The young man’s case has been the subject of an international outcry, with a group of UN human rights experts describing it as a possible breach of the kingdom’s commitments to uphold international law.

Campaign groups say Mr al-Nimr, who was arrested in 2012 for his participation in Arab Spring protests when he was just 16 or 17 years old, could be beheaded and crucified at any time.

In a series of messages posted to YouTube and Twitter, activists claiming to represent Anonymous said a host of Saudi government websites, including that of the ministry of justice, had been taken offline for hours at a time.

A number of official websites appeared to be inaccessible on Sunday morning, after Anonymous members posted a “target list” to the Paste bin website.

In a statement, addressed to “King Salman and the Saudi Arabian government”, activists warned: “An innocent young teenage boy has been sentenced to death in Saudi Arabia and we will not stand by and watch.

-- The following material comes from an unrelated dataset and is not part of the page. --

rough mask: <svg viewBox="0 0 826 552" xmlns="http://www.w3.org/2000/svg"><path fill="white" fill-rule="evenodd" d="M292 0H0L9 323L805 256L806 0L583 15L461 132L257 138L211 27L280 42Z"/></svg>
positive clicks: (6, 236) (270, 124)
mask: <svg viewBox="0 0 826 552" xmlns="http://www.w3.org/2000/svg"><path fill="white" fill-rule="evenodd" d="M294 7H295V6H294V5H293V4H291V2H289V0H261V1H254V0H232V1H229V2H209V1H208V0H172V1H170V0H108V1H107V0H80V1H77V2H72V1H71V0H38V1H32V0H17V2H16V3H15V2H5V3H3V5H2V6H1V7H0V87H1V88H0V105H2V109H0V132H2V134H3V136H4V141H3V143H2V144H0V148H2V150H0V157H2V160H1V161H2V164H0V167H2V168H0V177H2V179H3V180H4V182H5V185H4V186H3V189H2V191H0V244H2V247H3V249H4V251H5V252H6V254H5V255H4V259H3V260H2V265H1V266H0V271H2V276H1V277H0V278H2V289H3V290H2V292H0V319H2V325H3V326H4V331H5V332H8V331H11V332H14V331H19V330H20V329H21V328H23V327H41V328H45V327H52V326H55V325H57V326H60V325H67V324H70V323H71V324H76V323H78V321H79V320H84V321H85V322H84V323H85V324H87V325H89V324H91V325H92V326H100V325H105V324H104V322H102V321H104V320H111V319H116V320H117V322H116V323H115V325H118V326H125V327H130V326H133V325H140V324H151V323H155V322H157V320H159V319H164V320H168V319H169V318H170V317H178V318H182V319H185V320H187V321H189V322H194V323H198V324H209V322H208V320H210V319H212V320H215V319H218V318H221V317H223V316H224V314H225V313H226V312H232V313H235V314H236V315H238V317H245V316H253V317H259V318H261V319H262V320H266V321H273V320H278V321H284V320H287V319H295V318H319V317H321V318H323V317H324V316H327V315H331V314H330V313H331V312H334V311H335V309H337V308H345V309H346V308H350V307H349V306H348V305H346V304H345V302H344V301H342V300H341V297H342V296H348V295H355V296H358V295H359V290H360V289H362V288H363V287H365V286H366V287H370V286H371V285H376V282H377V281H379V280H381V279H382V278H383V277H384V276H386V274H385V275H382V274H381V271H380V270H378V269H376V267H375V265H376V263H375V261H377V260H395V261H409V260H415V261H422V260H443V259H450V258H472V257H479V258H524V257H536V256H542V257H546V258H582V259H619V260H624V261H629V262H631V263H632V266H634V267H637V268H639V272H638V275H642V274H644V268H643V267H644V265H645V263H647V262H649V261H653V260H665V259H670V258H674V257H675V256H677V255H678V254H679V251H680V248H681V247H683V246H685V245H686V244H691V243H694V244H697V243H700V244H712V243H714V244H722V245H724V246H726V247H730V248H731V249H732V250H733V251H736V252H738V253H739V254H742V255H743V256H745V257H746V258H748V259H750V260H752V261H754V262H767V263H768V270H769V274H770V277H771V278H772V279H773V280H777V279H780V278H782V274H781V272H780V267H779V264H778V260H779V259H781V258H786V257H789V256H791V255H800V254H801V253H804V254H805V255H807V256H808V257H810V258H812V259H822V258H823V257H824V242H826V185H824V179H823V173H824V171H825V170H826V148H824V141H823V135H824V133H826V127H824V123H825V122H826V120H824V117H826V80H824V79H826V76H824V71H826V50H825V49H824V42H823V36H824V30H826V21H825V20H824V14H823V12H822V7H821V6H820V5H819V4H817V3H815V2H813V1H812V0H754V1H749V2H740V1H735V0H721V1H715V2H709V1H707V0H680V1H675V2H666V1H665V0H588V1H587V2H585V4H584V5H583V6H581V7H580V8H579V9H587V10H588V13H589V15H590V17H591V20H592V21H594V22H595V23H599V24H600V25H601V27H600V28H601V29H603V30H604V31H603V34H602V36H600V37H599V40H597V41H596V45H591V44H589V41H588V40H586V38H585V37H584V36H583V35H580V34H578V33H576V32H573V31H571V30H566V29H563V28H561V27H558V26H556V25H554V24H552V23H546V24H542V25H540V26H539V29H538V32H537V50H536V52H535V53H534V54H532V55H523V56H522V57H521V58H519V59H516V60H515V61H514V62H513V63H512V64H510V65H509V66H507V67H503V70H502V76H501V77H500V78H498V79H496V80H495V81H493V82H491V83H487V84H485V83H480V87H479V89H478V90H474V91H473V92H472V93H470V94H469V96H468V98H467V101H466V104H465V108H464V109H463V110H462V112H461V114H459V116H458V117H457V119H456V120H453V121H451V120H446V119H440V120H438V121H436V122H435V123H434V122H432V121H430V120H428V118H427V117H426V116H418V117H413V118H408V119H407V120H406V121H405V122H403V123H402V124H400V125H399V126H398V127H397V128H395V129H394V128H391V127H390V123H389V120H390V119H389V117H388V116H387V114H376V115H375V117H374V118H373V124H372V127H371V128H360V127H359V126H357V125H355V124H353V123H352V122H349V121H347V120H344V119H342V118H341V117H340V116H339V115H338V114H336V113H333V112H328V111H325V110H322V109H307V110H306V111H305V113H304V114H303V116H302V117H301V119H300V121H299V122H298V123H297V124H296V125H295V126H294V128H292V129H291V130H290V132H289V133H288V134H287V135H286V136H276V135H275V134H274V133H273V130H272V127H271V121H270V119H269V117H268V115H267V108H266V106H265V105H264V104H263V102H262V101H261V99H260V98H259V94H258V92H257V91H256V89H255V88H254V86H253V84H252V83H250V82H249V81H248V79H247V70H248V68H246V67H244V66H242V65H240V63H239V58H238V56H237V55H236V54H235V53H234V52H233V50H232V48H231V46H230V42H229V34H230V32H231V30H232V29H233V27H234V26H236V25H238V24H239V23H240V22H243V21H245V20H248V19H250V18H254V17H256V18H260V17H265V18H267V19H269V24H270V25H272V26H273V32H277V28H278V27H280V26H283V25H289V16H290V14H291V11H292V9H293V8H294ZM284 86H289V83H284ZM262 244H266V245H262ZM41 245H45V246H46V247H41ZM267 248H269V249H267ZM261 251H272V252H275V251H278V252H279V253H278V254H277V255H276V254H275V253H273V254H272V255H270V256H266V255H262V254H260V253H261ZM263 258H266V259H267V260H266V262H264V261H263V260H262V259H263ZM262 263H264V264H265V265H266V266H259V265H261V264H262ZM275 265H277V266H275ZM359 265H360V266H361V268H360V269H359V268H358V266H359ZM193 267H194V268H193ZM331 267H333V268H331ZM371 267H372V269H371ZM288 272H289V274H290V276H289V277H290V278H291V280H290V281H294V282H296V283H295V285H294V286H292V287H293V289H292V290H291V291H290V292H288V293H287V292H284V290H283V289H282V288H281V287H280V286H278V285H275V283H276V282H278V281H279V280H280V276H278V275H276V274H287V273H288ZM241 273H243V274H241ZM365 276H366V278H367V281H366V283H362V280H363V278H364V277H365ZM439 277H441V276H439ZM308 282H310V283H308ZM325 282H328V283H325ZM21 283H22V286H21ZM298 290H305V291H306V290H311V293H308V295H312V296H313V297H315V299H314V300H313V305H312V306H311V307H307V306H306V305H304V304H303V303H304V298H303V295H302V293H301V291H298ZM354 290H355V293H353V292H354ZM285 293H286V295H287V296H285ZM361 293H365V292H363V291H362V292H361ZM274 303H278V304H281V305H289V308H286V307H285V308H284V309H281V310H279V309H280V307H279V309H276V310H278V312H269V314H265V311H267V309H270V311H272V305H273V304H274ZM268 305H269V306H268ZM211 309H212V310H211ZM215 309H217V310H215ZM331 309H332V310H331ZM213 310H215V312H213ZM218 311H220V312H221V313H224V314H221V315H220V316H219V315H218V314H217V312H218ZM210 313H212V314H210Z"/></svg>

“13 Judges have already approved the death sentence of Ali Mohammed al-Nimr, meaning only King Salman has to approve it. We cannot and will not allow this to happen.”

In a letter to Prime Minister, the Labour leader Jeremy Corbyn called on David Cameron to do more to intervene in Mr al-Nimr’s case.

Mr Corbyn wrote that the young man’s story involved “numerous fair trial violations”. He said: “As you may be aware, Ali has now exhausted all his appeals and could be executed any day - in a particularly horrific manner, which involves beheading and the public display or ‘crucifixion’ of the body.”

He urged Mr Cameron to raise the case “directly” with the Saudi authorities, and questioned  the terms of a Ministry of Justice bid to provide services to Saudi prisons.

“Ali's case is especially urgent - the secrecy of the Saudi system means that he could face execution at any time, and even his family may only find out after the event,” he said. “There is therefore no time to spare in taking this up with the Saudi authorities, if we are to prevent a grave injustice.”

The UK Foreign Office has said it will raise Mr al-Nimr’s case “urgently” with the Saudi authorities.